As a leader, you’re regularly required to speak in public at:
- Team meetings
- Customer presentations
- New business pitches
- Investor briefings
- Networking events
- Industry conferences
- …perhaps even videos like this!
Despite this frequency, many leaders still find it difficult to present in a way that connects with and influences an audience. Many more still list public speaking as their greatest fear and will do all that they can to avoid it.
Whilst there are no quick fixes or shortcuts, my DESIGN-DEVELOP-DELIVER framework can help you become a more persuasive public speaker and perhaps – dare I say it – even enjoy the experience!
DESIGN strong foundations
The best talks are those designed with the audience in mind, so firstly: you need to get clear on your ‘what, to whom, and why’ – the foundations of your talk:
- WHAT is the key message you want to convey?
- WHO is your audience?
- WHY should they listen to you?
- And WHY are you telling them? What’s your objective? Is it to inform, entertain or persuade? What response, action or reaction are you hoping to achieve?
DEVELOP a solid structure
Based on these foundations, start developing your talk using words, language, examples, references and stories that bring your key message to life and – perhaps most importantly – your audience will understand and resonate with.
Make it easy for your audience to follow your train of thought by using the CAPTURE – CONVINCE – CLOSE structure:
Your introduction should serve to CAPTURE the attention of your audience, establish your credibility as the speaker and set the tone of your talk.
The main section of your talk should serve to CONVINCE and persuade your audience with both:
- Logical arguments that appeal to the mind – such as hard facts and figures
- And emotional arguments that appeal more to the heart – such as stories, case studies, metaphors and analogies
Your CLOSE should serve to connect all the dots and tie everything together. This is also where you can give your audience a clear call to action.
DELIVER with passion and harmony
With your talk mapped out, it’s time to focus on your delivery. Your verbal and non-verbal delivery signals give subtext to your talk, making the audience feel something.

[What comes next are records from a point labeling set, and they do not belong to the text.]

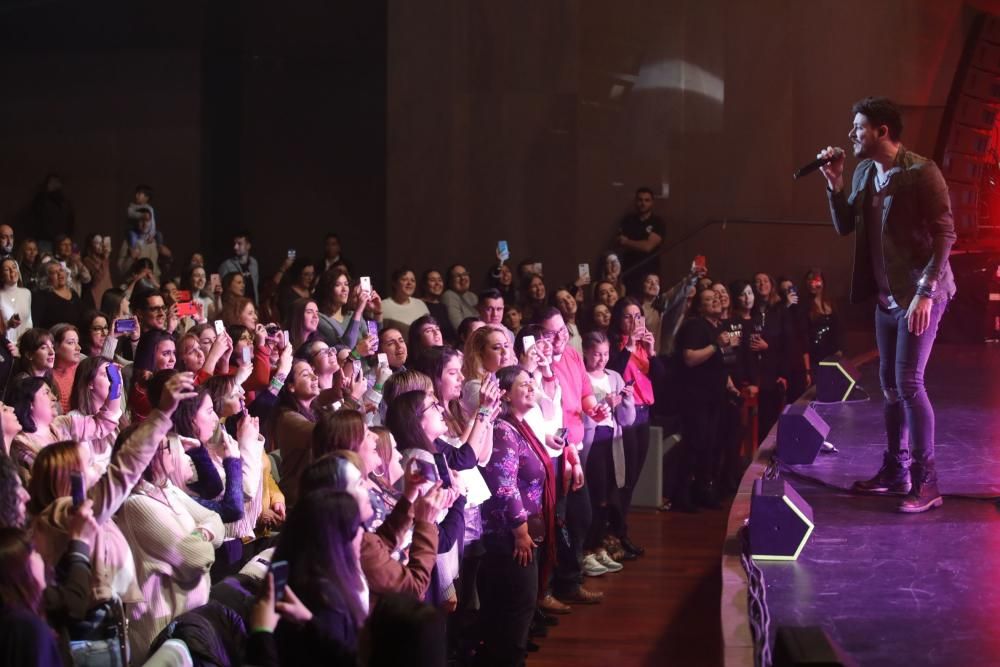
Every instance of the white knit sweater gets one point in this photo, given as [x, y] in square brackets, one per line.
[172, 558]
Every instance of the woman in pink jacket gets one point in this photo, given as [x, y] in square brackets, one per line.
[113, 571]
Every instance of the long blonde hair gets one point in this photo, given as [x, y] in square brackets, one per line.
[472, 365]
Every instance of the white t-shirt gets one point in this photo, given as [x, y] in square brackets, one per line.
[401, 316]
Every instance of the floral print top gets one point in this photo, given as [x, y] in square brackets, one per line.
[516, 477]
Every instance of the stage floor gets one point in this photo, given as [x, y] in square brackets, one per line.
[895, 589]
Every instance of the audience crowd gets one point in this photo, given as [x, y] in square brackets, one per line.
[234, 466]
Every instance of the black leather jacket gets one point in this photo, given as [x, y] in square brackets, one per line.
[917, 229]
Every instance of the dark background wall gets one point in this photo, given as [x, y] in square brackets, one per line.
[240, 114]
[424, 132]
[535, 122]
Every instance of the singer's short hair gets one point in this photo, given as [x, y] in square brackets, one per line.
[881, 111]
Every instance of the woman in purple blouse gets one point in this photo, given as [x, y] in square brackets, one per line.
[518, 517]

Your VOICE attributes meaning to your words. Consider your volume, emphasis and intonation, tonal range, the pace of your delivery, and your articulation. ……And don’t forget to pause and breathe so you give power to your voice and give your audience a break so they can digest what you’ve just said!

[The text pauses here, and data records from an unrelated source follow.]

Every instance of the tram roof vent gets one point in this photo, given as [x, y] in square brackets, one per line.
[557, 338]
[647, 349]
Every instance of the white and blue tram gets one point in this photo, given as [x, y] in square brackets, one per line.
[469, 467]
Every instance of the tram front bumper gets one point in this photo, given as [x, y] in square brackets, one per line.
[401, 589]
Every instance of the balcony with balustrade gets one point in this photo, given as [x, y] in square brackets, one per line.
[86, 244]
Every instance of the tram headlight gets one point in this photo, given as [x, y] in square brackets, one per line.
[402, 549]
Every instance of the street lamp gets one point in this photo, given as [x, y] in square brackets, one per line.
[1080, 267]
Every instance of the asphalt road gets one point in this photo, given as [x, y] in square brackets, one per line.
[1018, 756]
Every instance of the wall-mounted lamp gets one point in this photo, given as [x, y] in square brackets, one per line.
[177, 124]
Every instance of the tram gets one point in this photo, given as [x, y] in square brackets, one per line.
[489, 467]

Your NON-VERBAL signals can be used to reinforce your words and foster rapport with your audience. Use the old ‘head, shoulders, knees and toes’ ditty to check in with yourself and make sure your body language, movement and positioning, facial expressions and eye contact are demonstrating confidence and conviction in what you are saying.
Finally, consider other SENSORY signals. These can often be the difference between a good talk and a great talk. Everything from the clothes you wear; the visuals you show on screen; the lighting; the music or sound effects; the props you use.
Whatever signals you choose to incorporate, remember they should all work in harmony to build on the foundations you’ve designed and the script you’ve developed, to help you deliver your message in a way that connects with your audience.
Speak to Connect
The next time you have to speak at a team meeting, a customer presentation or a new business pitch, I hope this gives you a framework to follow so you design, develop and deliver a talk that connects with – and persuades your audience…and helps you enjoy the experience along the way.